I believe that each of us does indeed have a personal mythology. The degree to which we are conscious of that mytholgy, the elements it contains, and how it operates, varies tremendously from person to person. Personal growth (and psychotherapy as one of the tools for personal growth) could be seen as the attempt to learn about our personal mythology, to bring it into the light of consciousness, and to bring our lives and choices into better congruence with it.

As a dreamworker I occupy a front row seat at this theatre, witnessing the most fascinating unfoldings as clients discover their personal mythologies. After all, dreams (especially big dreams) are made from the same material as mythology; they speak the same language and share the same concerns and desires. But–what if my client is having trouble with dream recall? Where can we turn for our mythic material? I’m going to try the movie scene technique. In fact I think I’ll try it even with my clients who have excellent dream recall, just for a little variety!

When I did this exercise in the workshop I came up with two movie scenes that I witnessed decades ago; they have never left me. The first is a scene from the 1958 Japanese film The Ballad of Narayama. An old woman in a remote mountain village in Japan wants to die because she believes she is no longer able to be a useful and contributing member of her community. She asks her son to carry her up into the mountains and leave her there to die. He eventually agrees and piggy backs his mother far up into the mountains, then reluctantly leaves her to meet her death alone. But it turns out that dying is not such an easy matter…

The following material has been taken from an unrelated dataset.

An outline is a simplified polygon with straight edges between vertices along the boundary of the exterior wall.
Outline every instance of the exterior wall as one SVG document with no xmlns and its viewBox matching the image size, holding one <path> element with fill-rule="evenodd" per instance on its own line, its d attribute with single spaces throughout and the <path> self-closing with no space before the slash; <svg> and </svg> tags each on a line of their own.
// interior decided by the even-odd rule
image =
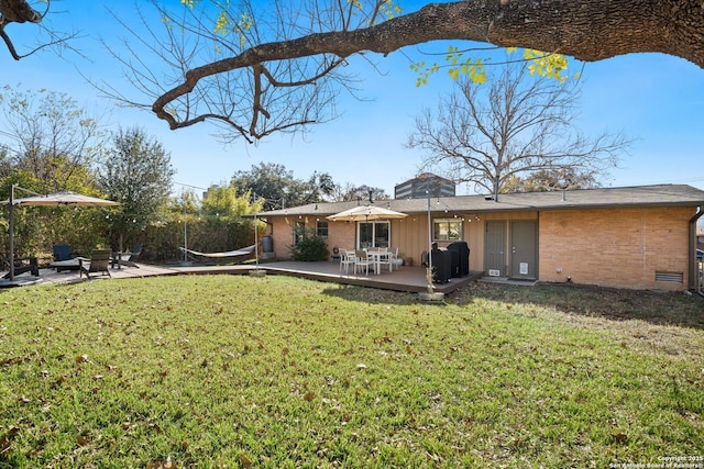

My second scene was from the 1985 Australian film Bliss. In the opening scene a man suffers a massive heart attack and “dies”. His soul leaves his body and moves up, up, up into the sky, farther and farther away from his collapsed body; far below people rush around in panic and the ambulance arrives…but then… his soul comes back down!

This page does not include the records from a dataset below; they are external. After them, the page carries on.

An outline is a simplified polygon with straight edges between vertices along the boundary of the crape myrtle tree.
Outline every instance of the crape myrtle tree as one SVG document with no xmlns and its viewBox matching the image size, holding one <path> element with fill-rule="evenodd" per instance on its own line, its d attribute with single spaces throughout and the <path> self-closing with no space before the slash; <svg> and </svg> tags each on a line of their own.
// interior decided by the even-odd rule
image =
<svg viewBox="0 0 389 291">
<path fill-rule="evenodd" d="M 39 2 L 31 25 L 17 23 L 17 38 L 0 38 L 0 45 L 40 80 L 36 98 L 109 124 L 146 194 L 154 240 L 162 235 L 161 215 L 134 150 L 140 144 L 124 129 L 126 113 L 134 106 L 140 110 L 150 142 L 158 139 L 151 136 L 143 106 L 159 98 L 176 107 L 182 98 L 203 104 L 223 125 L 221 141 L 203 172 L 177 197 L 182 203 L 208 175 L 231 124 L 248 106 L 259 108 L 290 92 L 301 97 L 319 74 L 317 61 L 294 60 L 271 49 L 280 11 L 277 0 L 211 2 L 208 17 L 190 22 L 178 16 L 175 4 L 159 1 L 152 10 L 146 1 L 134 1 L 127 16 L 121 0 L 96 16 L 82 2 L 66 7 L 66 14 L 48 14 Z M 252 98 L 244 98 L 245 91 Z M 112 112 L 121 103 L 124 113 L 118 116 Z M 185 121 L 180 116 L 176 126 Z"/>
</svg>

When we were asked to examine the scenes we had chosen to see if there was a common theme uniting them, I was struck by the fact that both these people were very close to death, but did not die. The facilitator asked us to articulate the common thread in one sentence. This was my sentence: the soul can leave the body, it often wants to leave the body, but it can also come back; it wants both of these­– to be able to leave, and to be able to come back.

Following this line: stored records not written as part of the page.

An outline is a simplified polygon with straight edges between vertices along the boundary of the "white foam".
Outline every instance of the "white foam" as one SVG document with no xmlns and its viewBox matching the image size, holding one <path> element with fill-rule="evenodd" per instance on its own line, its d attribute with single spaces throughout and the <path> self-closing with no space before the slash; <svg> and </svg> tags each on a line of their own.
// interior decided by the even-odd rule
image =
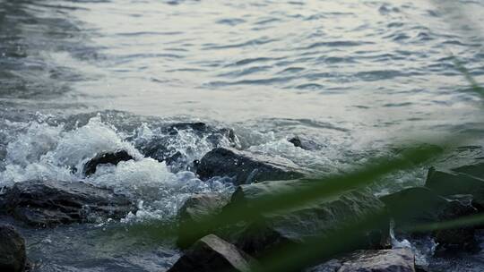
<svg viewBox="0 0 484 272">
<path fill-rule="evenodd" d="M 130 214 L 126 222 L 170 218 L 193 193 L 233 191 L 231 184 L 217 180 L 203 182 L 192 172 L 173 174 L 164 162 L 143 157 L 125 140 L 126 135 L 103 123 L 99 115 L 73 130 L 41 121 L 10 125 L 15 127 L 13 132 L 17 135 L 7 146 L 5 169 L 0 172 L 0 187 L 27 180 L 83 180 L 138 200 L 138 212 Z M 137 129 L 138 139 L 150 140 L 155 133 L 157 132 L 146 124 Z M 190 130 L 178 131 L 169 145 L 194 159 L 200 158 L 212 148 L 206 138 Z M 97 153 L 119 149 L 126 150 L 135 159 L 120 162 L 117 166 L 100 165 L 91 176 L 82 176 L 80 170 Z"/>
</svg>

Next the facilitator asked us if we thought this common thread had relevance to our personal myth. I had no trouble seeing a connection. I have always been fascinated by the soul’s relationship with the body, and no doubt this is one main reason that I am so drawn to dreamwork; not only does the soul leave the sleeping body every night in our dreaming, but it returns with messages and insights from its journey. I strongly believe that supporting this soul process of leaving, experiencing, returning, and sharing affords us our most dynamic opportunities for self discovery and growth.

The other aspect of this technique that makes it so attractive is simply that people love to talk about movies. You’ll meet lots of folks who are reluctant to talk about their dreams or are unable to remember them, but have you ever met anyone who wouldn’t want to tell you about a few favorite movie scenes? The (perhaps sad) truth is that, for most of us, we have a better chance of tapping into the mythological realm through movies and television than we do through our own inner dream life.

So–would you like to give it a try? Think of a scene from a movie that has stuck with you…

Christopher Sowton

Comments
  • Tallulah Lyons Reply

    Thank you for this, Chris. I will try it with my dream group next week. I keep saying that two of the main things we receive from working with our dreams are a deepened relationship with the symbolic realm and also the realization that we can touch into that realm through multiple kinds of experiences. Movies can bring powerful experiences.

  • Patti Allen Reply

    Good article Chris. Ok to share it?